“And what does the black person have that caused her to get married right away? Margo got married with Julio. She was a beautiful blond with long hair and she got married to a dark guy the color of my shoes. And I asked her, ‘Margarita, what happened?’ and she said, ‘Well, black matches with everything!’”
And they go on to mention tons of places where black things are the cool or right thing: the president’s car, a tuxedo, the FBI, etc. And more or less it’s just a fun song that’s a play on words. I think there’s nothing wrong with the punchline, what I think is wrong is the premise. Why does a beautiful, blond woman need a reason to marry a black guy? Why is everyone shocked that she did it? I know it’s somewhat needed to setup the premise, but they could have just said Margo got married to this black guy right away – why is it important that she’s blond and so on? I have a hard time believing this song could get on the radio if translated to English.
Another song that always makes Danielle wonder what the heck is going on with Spanish music is the song “El Africano”. Here are the lyrics:
“Mom, the black guy is rabid – he wants to dance with me and tell my father. Mom, I lay quietly in bed, tucked in from head to toe and the black guy comes and uncovers me. Mom, what does the black guy want?”
And then there’s a bunch of either nonsense chanting or maybe authentic chanting in an african language. Again, it’s a song that could never come out in English, but I remember hearing it on the radio all the time as a kid and at family parties.
And, lest you think these songs only are about people of African descent, there’s this song called “Ojos Chinos” – Chinese eyes by El Gran Combo. Just like the first song, this song could have just been a nice, fun song to dance to. The bulk of the lyrics are about how the singer is mesmerized by this girl’s asian features, especialy her eyes and so he wants to marry her.
But it starts out (and repeats some time in the middle) with “The little Chinese wants very tasty fried rice from Puetro Rico.” Which, on its own is just mildly racist. What makes it pretty insane is that the guy does it in a stereotypical Chinese voice AND replaces all the ‘r’s with ‘l’s. (Which must be a Chinese thing in Spanish, because I’d only heard of that in English with the Japanese) This song could maybe get on the radio here because the US isn’t quite as sensitive to Asian stuff just yet (I saw a horribly racist Superbowl commercial last year or the year before that would have never been made against black people), but it would still probably be pretty controversial.

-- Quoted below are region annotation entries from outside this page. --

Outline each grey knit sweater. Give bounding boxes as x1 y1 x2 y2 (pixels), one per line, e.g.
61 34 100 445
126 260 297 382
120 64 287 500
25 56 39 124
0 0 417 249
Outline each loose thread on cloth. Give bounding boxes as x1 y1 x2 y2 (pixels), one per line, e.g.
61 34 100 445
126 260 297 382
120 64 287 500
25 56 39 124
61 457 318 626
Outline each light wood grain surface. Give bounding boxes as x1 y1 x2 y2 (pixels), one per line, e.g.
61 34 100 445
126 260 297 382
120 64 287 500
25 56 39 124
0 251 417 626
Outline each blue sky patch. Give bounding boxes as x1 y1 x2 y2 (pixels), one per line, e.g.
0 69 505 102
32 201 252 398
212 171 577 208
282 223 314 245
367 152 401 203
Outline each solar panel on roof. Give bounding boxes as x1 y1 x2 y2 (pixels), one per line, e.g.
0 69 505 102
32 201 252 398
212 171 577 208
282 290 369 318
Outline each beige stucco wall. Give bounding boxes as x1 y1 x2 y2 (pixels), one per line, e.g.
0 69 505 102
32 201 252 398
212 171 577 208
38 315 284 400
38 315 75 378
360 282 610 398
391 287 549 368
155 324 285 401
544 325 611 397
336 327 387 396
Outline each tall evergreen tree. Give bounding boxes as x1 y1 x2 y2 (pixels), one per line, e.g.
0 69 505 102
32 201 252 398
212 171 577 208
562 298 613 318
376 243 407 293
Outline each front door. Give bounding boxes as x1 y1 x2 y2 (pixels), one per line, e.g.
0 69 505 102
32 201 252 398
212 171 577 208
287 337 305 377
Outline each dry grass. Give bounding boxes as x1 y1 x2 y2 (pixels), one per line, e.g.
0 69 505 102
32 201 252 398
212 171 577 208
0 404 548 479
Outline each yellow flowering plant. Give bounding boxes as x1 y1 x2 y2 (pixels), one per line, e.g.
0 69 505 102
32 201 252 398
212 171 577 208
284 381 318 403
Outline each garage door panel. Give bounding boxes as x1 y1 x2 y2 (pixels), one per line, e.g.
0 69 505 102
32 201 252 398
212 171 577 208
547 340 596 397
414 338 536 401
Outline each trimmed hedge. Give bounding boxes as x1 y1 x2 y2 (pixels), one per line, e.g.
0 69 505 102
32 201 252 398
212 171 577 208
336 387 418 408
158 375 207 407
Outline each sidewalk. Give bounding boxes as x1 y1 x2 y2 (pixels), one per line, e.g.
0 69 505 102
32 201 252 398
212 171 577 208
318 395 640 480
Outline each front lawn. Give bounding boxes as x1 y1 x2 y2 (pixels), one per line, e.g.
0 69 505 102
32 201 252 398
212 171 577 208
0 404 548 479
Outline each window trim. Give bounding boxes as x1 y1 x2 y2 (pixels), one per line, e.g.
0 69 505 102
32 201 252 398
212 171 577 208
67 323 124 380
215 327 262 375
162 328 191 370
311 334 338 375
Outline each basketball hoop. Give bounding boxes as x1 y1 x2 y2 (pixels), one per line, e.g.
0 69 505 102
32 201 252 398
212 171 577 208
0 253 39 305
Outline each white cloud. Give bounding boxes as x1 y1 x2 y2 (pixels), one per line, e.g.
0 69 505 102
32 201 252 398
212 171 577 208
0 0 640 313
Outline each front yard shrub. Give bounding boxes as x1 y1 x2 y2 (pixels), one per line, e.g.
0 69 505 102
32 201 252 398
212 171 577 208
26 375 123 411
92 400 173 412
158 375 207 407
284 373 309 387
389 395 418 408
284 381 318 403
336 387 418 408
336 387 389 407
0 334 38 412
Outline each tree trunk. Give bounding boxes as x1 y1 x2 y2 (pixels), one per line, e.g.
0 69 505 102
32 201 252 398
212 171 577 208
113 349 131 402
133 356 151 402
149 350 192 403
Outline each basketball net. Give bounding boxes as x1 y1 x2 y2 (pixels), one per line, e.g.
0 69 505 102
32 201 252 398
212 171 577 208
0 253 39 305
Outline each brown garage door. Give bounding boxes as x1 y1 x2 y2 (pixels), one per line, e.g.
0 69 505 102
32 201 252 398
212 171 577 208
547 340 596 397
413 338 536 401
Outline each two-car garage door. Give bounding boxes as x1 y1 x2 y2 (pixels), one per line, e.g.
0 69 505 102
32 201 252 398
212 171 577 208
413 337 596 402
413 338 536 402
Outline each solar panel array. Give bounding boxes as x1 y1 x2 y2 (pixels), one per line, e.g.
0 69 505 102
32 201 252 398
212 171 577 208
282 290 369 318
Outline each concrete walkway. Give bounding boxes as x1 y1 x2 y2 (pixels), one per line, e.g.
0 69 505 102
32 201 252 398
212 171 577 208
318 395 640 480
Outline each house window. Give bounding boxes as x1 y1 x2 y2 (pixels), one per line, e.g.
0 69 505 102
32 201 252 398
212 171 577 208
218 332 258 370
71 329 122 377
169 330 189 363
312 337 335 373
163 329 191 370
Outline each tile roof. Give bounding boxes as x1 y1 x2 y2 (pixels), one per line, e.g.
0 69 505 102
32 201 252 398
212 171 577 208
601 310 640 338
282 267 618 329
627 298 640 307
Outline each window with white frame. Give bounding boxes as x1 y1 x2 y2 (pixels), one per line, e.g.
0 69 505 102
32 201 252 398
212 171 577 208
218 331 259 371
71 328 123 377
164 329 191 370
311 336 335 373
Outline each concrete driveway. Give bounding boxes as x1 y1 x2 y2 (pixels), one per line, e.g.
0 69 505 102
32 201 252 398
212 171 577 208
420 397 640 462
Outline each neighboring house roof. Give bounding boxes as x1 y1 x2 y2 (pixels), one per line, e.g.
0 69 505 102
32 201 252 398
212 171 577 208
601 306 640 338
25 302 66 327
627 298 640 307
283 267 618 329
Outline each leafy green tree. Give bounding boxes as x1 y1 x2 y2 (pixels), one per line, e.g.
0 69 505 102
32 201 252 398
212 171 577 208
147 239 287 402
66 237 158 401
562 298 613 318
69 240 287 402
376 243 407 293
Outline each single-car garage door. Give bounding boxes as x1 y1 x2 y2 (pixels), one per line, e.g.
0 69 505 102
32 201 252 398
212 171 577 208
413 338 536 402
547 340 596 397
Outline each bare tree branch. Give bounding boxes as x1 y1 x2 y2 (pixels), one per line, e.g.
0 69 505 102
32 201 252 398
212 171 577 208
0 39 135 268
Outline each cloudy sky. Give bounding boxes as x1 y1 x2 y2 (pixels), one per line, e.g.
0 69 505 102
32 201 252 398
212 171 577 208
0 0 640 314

The question still remains. Are these songs racist within the context of the countries of origin of the singers? All of Latin America also had african slaves and Chinese indentured servitude. But did they end up with the same amounts of animosity towards those people as we did in the USA with our Jim Crow laws and Chinese Exclusion Act? I don’t know enough about those other countries to be sure. I just know that these songs sound weird to me (although since I heard the second one since I was a little kid, before I could understand the lyrics, it’s one of my favorite Spanish songs) and they certainly raise questions with my wife who didn’t grow up with these songs. If anyone who grew up in Latin America comes across this blog post, I’d love to hear what you have to say.